Experiencing our lives in a physical body, we are engulfed and encased by early events and circumstances. When we smile at Mother, she smiles back. That feels good, so we do it again. When we run into the street, Father gets upset. This is frightening, and we don’t repeat our mistake. Then influences beyond our immediate families develop the socialized person we are becoming. We learn more about life, love, and personal values from peers, school, movies, songs, and by watching the relationships around us. We create beliefs about who we are based on what we understand the world to be and what others tell us we are.

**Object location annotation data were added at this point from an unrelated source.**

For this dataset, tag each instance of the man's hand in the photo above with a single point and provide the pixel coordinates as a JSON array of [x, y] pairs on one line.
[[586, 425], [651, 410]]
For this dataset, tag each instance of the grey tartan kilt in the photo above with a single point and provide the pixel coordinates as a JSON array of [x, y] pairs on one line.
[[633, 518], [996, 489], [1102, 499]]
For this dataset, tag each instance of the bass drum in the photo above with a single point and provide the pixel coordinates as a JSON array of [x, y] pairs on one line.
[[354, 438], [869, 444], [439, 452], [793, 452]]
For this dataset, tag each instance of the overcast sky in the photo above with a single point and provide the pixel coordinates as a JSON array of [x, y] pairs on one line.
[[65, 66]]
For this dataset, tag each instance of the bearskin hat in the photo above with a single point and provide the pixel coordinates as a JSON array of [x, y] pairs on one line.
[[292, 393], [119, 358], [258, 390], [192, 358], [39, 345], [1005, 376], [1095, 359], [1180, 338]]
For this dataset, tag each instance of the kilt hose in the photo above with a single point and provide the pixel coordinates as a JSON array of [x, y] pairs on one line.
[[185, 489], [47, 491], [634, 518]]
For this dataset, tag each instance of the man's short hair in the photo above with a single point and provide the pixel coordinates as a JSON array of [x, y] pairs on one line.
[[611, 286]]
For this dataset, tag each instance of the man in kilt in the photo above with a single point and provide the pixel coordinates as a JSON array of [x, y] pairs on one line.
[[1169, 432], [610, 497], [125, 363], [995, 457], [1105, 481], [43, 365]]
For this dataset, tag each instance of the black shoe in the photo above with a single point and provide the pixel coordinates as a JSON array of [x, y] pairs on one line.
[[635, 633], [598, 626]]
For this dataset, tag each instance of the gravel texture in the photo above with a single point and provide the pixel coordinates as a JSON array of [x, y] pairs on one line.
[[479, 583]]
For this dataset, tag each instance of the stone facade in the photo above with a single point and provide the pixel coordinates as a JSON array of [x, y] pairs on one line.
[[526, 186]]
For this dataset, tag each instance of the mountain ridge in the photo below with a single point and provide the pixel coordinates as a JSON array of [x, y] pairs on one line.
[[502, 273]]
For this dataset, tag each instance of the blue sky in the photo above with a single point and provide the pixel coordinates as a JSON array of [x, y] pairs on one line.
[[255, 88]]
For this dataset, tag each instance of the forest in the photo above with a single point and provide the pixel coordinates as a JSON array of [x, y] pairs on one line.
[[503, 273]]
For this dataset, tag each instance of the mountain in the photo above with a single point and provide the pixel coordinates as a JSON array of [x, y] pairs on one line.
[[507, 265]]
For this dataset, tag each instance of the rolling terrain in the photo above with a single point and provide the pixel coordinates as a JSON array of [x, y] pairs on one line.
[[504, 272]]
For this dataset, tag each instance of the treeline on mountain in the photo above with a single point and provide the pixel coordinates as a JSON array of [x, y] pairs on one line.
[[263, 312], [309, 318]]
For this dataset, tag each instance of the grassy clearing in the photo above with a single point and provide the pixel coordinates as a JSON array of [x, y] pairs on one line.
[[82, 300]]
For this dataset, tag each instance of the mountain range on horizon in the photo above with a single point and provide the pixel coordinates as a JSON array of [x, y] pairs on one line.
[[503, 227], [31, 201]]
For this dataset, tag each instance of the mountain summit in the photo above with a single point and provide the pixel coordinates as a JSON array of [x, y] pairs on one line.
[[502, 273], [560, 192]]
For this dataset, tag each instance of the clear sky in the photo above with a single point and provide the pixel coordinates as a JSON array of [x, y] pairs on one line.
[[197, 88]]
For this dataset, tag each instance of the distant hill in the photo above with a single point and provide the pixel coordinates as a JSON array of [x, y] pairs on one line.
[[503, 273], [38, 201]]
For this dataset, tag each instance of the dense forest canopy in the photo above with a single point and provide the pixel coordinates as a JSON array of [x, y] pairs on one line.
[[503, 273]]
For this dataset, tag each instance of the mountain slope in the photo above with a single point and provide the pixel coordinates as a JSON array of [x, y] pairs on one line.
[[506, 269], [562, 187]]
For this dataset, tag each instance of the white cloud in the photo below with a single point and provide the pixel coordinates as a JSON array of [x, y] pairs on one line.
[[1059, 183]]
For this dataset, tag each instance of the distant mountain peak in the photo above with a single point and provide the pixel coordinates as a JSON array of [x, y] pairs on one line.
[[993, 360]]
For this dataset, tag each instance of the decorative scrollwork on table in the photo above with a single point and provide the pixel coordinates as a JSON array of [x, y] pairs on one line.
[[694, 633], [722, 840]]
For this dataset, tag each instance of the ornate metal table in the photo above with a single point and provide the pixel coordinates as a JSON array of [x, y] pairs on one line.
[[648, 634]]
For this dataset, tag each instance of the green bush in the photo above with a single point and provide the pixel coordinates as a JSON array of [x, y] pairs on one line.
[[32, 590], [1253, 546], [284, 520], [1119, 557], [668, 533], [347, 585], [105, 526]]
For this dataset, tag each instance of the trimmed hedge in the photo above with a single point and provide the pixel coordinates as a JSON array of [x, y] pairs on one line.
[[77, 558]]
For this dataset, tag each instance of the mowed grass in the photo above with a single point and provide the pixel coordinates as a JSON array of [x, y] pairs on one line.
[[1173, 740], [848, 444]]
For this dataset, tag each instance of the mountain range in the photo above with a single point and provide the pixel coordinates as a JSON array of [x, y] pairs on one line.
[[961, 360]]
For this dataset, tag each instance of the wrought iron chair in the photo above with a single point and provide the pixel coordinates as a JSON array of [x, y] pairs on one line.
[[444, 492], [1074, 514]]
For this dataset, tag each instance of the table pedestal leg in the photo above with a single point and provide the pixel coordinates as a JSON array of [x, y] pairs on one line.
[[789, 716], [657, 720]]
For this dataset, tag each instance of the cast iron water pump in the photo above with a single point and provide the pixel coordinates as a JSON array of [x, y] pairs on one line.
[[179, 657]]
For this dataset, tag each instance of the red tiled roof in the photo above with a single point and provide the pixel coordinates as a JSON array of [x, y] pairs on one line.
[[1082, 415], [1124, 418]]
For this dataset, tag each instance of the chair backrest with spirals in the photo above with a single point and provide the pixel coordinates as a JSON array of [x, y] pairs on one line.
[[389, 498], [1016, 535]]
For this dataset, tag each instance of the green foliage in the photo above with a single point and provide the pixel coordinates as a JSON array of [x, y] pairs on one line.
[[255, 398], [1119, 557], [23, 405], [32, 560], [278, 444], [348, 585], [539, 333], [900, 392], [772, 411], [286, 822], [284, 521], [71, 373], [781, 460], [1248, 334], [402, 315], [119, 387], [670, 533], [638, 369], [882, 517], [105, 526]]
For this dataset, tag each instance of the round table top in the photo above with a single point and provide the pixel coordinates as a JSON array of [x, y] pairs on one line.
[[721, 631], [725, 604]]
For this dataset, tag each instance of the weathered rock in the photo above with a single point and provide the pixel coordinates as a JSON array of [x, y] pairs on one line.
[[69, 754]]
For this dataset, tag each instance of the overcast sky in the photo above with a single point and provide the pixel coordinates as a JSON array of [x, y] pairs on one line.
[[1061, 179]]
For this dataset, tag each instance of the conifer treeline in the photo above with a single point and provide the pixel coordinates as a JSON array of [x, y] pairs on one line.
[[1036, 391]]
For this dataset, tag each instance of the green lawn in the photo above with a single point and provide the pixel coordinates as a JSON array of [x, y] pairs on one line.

As we grow accustomed to the outside world of rules, beliefs, and structures, we forget that our Spirit has its own truth, set of laws, and wisdom, our essence. We often think all we are is a social construct. Though we may refer to our ‘origins,’ we stop short of the source of truth that resides deep and forgotten inside us. Yet this inner presence is the well from which our highest humanity and deepest wisdom is drawn. A woman’s rediscovery of her essence begins with a journey to remember and reclaim this source.
Home is a metaphor for our inner life. The woman in the window who has lost her way is every woman who longs for connection within. Paradoxically, a sacred relationship to our home—to ourselves and our inner lives—can begin with departure. We must leave home to come home. In leaving, we lose nothing, but in finding the home that was lost, we gain everything.